Segundo a comissão especial responsável pelo caso, foram ouvidas 18 pessoas, incluindo quatro testemunhas oculares que confirmaram que Gildate efetuou dois disparos dentro da viatura onde estavam as vítimas. Após o crime, ele teria deixado o local a pé e permanece preso preventivamente desde o dia dos fatos.
As investigações apontaram que os três policiais passaram horas consumindo bebidas alcoólicas em uma choperia na cidade de Piranhas antes do crime. Funcionários do estabelecimento informaram que não houve discussão ou desentendimento entre eles durante o encontro.

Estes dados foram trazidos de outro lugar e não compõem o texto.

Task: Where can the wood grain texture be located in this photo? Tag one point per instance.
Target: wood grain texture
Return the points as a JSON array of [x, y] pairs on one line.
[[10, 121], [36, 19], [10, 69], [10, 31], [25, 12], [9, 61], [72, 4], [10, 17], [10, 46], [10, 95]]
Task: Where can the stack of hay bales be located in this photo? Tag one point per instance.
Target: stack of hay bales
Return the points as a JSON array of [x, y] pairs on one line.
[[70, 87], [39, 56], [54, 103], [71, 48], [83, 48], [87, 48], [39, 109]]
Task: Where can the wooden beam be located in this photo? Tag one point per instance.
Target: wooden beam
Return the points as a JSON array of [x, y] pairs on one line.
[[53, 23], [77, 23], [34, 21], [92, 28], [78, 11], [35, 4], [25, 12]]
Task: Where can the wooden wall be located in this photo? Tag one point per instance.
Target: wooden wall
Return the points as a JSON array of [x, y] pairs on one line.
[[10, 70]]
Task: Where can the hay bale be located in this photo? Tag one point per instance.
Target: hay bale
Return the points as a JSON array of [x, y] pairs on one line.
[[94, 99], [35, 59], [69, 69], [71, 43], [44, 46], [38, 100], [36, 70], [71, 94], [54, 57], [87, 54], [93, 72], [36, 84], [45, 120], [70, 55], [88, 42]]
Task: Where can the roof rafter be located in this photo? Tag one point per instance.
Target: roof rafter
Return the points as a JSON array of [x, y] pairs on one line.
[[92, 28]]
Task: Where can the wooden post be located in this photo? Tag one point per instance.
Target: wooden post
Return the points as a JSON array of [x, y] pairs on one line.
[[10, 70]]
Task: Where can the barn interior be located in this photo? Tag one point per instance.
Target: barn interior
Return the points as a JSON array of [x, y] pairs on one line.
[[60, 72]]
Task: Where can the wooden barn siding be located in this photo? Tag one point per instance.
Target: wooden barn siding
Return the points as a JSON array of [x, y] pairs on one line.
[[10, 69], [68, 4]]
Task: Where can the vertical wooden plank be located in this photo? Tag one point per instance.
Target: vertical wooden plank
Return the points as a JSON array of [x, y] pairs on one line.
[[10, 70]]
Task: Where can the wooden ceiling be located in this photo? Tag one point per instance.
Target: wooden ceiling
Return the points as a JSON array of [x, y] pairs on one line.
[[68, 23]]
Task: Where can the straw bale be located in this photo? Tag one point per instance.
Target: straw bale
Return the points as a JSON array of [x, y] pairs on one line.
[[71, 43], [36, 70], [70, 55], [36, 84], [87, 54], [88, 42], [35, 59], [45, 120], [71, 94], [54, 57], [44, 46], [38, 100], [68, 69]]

De acordo com a Polícia Civil, exames toxicológicos descartaram o uso de substâncias ilícitas ou medicamentos controlados pelos envolvidos. Os exames de alcoolemia indicaram altos níveis de álcool no organismo das vítimas. O teste realizado em Gildate deu negativo, mas foi feito cerca de 12 horas após o crime. Testemunhas e imagens, segundo a investigação, confirmam que ele apresentava sinais de embriaguez.
A perícia nos celulares também descartou a hipótese de premeditação, já que não foram encontradas mensagens de ameaça ou registros de conflitos entre os colegas. Apesar das provas reunidas, a motivação do crime permanece indefinida. Em novos depoimentos, Gildate manteve a versão de que sofreu um "apagão" provocado pelo consumo excessivo de álcool e afirmou não se lembrar do momento dos disparos.